少し眩しそうに瞳を細めたその人の顔が、とても綺麗な造りをしていることに気付いたのはこの時。うわぁ・・・美形ってきっとこういう人のためにある言葉じゃないのかなぁ・・・。

ミュウと言えば、普通の人には持ち得ない、サイオンという力を持つ人たちのことである。
その能力は様々で、個人差があると言う。ただミュウと呼ばれる人たちは総じて長命なことで知られていた。だから、このSYG88にはたくさんのミュウがいると、そう言えば事前に教えられた気がする。今の今まで忘れていたけれど。

『そう言う君も、ミュウみたいだけど・・・?』

「え?えええっ?いや、僕は違いますよっ?だって入学前のESP検査でもひっかからなかったし」

突然の衝撃発言に今度は驚きで目を白黒させた。

実は密かにミュウに憧れたりもしたけれど、検査の結果はいたって普通の人間。
幼い頃から不思議な夢を見ているからと言って能力があるわけじゃないんだなと思ったばかりなのに。

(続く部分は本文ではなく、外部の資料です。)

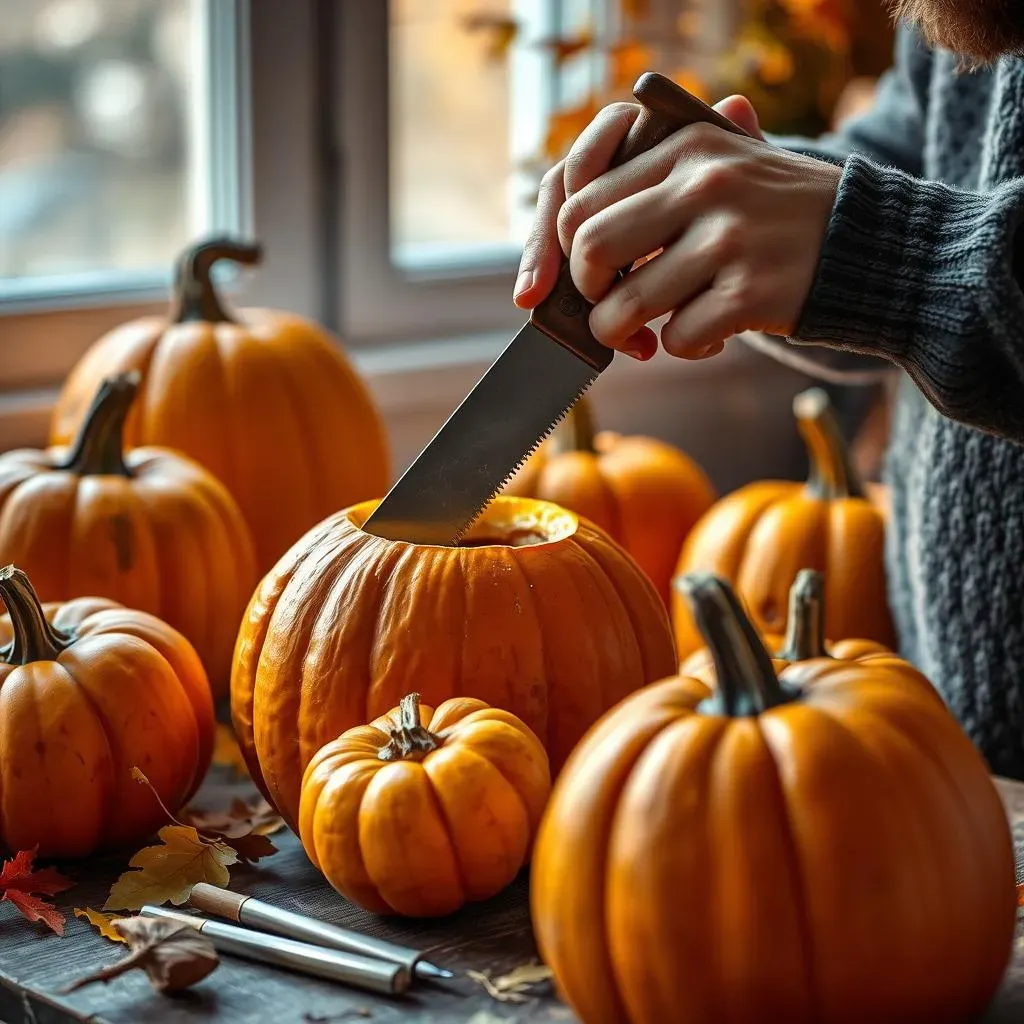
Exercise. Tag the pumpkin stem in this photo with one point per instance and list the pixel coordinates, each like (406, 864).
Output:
(195, 298)
(410, 740)
(35, 639)
(98, 450)
(832, 473)
(805, 633)
(747, 684)
(580, 429)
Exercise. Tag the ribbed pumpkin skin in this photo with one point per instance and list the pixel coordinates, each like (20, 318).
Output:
(270, 406)
(644, 493)
(715, 869)
(427, 832)
(128, 692)
(348, 623)
(759, 537)
(167, 539)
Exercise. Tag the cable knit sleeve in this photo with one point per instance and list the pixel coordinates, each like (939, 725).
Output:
(924, 274)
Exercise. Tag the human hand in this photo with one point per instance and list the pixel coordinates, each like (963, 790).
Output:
(737, 224)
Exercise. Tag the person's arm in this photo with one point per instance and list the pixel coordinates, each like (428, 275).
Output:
(891, 132)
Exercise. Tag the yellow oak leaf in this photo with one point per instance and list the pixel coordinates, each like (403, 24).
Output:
(168, 871)
(102, 923)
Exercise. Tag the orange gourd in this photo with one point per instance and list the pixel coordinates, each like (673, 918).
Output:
(768, 851)
(147, 527)
(89, 690)
(537, 611)
(805, 641)
(266, 400)
(422, 810)
(644, 493)
(759, 537)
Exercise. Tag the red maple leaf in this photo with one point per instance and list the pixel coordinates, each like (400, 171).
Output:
(23, 887)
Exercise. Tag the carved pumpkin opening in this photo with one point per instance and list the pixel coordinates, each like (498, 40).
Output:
(506, 522)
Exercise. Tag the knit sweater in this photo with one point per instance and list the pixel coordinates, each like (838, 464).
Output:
(919, 267)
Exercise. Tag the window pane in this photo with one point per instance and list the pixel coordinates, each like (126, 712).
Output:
(101, 159)
(451, 156)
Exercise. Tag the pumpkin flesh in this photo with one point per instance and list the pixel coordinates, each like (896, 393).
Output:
(349, 623)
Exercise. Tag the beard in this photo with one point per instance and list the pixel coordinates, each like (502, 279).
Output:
(980, 31)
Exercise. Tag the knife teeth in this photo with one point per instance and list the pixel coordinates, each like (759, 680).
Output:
(515, 469)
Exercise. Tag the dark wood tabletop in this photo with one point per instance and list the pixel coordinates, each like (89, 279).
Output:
(495, 937)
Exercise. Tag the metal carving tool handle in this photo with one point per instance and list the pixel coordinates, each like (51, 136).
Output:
(349, 969)
(667, 109)
(249, 910)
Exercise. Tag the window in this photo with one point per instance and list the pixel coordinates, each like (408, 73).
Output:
(113, 153)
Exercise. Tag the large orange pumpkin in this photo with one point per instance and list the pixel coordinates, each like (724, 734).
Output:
(89, 690)
(759, 537)
(646, 494)
(538, 612)
(764, 852)
(147, 527)
(422, 810)
(264, 399)
(805, 640)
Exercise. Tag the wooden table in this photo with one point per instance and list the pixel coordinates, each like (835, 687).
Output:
(494, 938)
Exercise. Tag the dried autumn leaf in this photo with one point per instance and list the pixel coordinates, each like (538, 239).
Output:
(499, 33)
(227, 753)
(102, 923)
(173, 955)
(23, 886)
(509, 987)
(167, 872)
(244, 827)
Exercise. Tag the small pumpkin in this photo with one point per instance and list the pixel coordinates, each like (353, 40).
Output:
(538, 612)
(265, 399)
(89, 690)
(805, 640)
(759, 537)
(147, 527)
(765, 852)
(644, 493)
(422, 810)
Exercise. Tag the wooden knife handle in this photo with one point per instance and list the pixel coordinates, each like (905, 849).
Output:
(667, 109)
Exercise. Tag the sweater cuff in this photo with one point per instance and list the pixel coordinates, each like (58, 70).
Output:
(901, 264)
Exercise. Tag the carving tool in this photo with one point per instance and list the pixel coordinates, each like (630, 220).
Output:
(248, 910)
(350, 969)
(530, 386)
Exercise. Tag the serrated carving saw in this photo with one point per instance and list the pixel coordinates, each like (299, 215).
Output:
(534, 382)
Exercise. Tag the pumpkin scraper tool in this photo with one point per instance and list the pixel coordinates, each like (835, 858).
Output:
(531, 384)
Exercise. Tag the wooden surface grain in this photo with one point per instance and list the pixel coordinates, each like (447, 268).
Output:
(494, 937)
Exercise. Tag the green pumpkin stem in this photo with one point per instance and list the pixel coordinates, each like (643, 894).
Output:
(832, 475)
(745, 681)
(98, 450)
(35, 639)
(410, 740)
(805, 632)
(195, 297)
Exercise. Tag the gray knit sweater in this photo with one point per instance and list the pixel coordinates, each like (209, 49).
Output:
(919, 266)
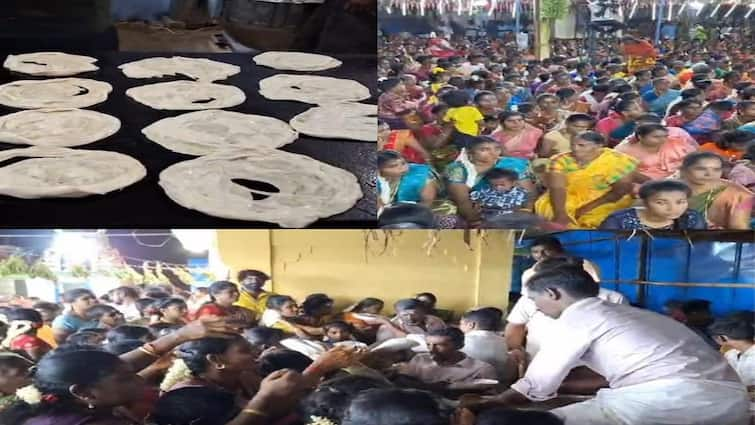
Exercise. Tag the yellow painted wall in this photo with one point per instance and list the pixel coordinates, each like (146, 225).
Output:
(352, 264)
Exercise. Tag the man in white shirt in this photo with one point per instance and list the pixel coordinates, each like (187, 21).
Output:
(659, 372)
(482, 342)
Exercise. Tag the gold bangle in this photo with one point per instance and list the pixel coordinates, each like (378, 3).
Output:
(254, 412)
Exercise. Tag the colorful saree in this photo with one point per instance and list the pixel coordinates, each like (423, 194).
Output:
(586, 184)
(720, 206)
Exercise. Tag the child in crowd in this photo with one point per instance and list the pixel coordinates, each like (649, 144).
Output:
(501, 195)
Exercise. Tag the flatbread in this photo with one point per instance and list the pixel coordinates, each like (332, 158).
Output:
(356, 121)
(313, 89)
(54, 93)
(308, 189)
(50, 64)
(206, 132)
(53, 172)
(296, 61)
(187, 95)
(198, 69)
(57, 127)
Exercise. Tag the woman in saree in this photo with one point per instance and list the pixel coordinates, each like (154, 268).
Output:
(400, 181)
(517, 138)
(665, 206)
(586, 184)
(467, 172)
(659, 154)
(723, 204)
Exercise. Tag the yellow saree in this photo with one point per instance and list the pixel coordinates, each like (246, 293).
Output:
(586, 184)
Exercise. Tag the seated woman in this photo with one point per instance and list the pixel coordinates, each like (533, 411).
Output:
(282, 313)
(723, 204)
(21, 336)
(730, 145)
(659, 155)
(586, 184)
(400, 181)
(665, 207)
(466, 174)
(517, 138)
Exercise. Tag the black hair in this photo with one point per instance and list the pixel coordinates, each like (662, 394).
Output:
(481, 140)
(696, 306)
(384, 157)
(194, 406)
(47, 306)
(122, 347)
(569, 278)
(283, 359)
(727, 139)
(263, 336)
(733, 328)
(315, 303)
(331, 399)
(695, 157)
(480, 94)
(507, 416)
(129, 333)
(367, 302)
(27, 314)
(526, 108)
(127, 291)
(573, 118)
(652, 187)
(454, 334)
(395, 407)
(162, 329)
(501, 173)
(623, 104)
(275, 302)
(220, 286)
(565, 93)
(339, 324)
(548, 242)
(72, 295)
(645, 129)
(55, 374)
(503, 116)
(406, 215)
(194, 353)
(592, 136)
(167, 302)
(486, 319)
(409, 304)
(98, 310)
(649, 118)
(455, 98)
(256, 274)
(690, 93)
(429, 295)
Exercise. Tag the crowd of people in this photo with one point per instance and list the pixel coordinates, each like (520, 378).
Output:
(479, 133)
(568, 352)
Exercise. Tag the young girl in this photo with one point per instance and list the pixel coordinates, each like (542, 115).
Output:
(22, 333)
(172, 311)
(75, 319)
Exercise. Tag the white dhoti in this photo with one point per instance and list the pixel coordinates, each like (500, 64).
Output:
(663, 402)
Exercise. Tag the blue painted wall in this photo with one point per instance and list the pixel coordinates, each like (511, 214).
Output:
(671, 260)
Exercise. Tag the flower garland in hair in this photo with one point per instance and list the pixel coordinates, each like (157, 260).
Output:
(320, 420)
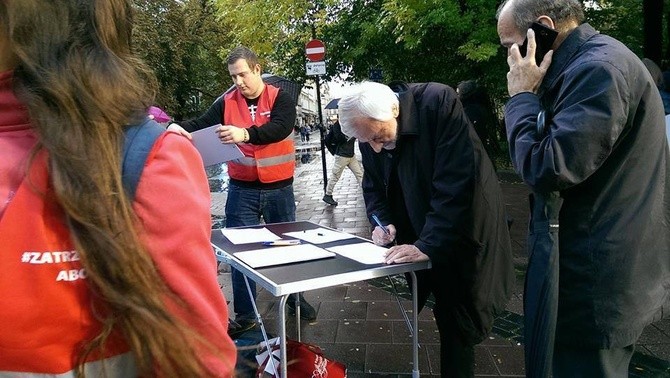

『そう?それはきっとまだ君が目覚めてないからだと思うよ』

ESP検査も万全じゃないんだ。

にっこり綺麗に微笑まれて、うん、実はそうかも・・・なんてうっとり思ったジョミーの耳に予鈴の音が届く。

「ま、まずい!!」

ど、どうしよう?と焦るジョミーに、その人がくすりと笑った。

『僕は大丈夫だから早く行った方がいい。ゼル教授は厳しい方だから』

「え、でも・・・」

このまま置いて行くなんて・・・。

『大丈夫。ほら、早く』

促されるように、傍に落ちていた教材を拾われ手渡される。
確かに初日から遅刻なんてまずいことこの上ない。ここは言葉に甘えさえてもらうことにした。でも、とりあえずこれだけはちゃんとしないと、と辺りに散らばった相手の書類を掻き集める。

『別にいいのに』

「いや、僕の不注意ですから!」

すみませんでした!と相手に渡して頭を下げ、立ち上がった。そうこうする間にも予鈴が鳴り終わりそうで、慌ててその場から駆け出す。

『頑張って』

背中越しに届いた思念が、なんだか嬉しくて。
ぎりぎりセーフで駆け込んだ教室で、座って待っていたフィシスに何か良いことでも?と首を傾げられたりした。